El problema es que este arreglo lleva décadas ya dando muy malos resultados económicos y sociales mientras ya tampoco controla la violencia. Si siempre fue tremendamente inequitativo, pues favorecía a socios y cómplices a costa de la mayoría de la población, ahora lleva ya más de tres décadas en las que solo produce estancamiento económico y descomposición social. El país vive un estado de rebelión, ya sea expresado con el discurso radical y con la articulación orgánica de la CNTE y otros movimientos contestatarios, ya sea en la forma desarticulada y salvaje de la criminalidad vinculada al mercado clandestino de las drogas.
Hoy estamos viviendo un naufragio gubernamental más, expresado claramente en el fracaso frente al reto planteado por la CNTE. El Secretario Osorio Chong, contra la pared –forzado a pactar la paz a como dé lugar ante las tremendas consecuencias de los bloqueos del sindicato radical, dispuesto a llegar a todo ante los intentos del gobierno de aplicar la ley con base en la fuerza supuestamente legítima– ha decidido que su única salida es negociar la desobediencia magisterial, aunque sea violando la Constitución que protestó cumplir. La reforma educativa está a punto de convertirse en papel mojado, como cualquier norma que enfrente suficiente resistencia de grupos organizados.

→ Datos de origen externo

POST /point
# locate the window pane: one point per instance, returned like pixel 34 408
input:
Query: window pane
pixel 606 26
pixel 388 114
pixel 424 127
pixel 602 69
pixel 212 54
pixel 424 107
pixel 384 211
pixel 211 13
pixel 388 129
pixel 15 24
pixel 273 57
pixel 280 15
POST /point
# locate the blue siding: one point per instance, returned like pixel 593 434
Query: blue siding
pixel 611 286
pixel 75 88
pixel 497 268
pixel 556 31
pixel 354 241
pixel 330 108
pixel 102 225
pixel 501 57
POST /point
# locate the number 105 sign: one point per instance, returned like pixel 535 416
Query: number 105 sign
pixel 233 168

El problema es que los grupos que forman parte del pacto de poder siguen creyendo que si ellos llegan a gobernar podrán salir mejor librados. Se equivocan, pues el problema no radica en quién gobierna, sino en el arreglo estatal mismo y eso solo se comenzará a resolver cuando se alcance un nuevo acuerdo social del cual surja una legitimidad basada en la ley. Un acuerdo en el cual se sientan representados todos los grupos relevantes y no solo una coalición estrecha de intereses.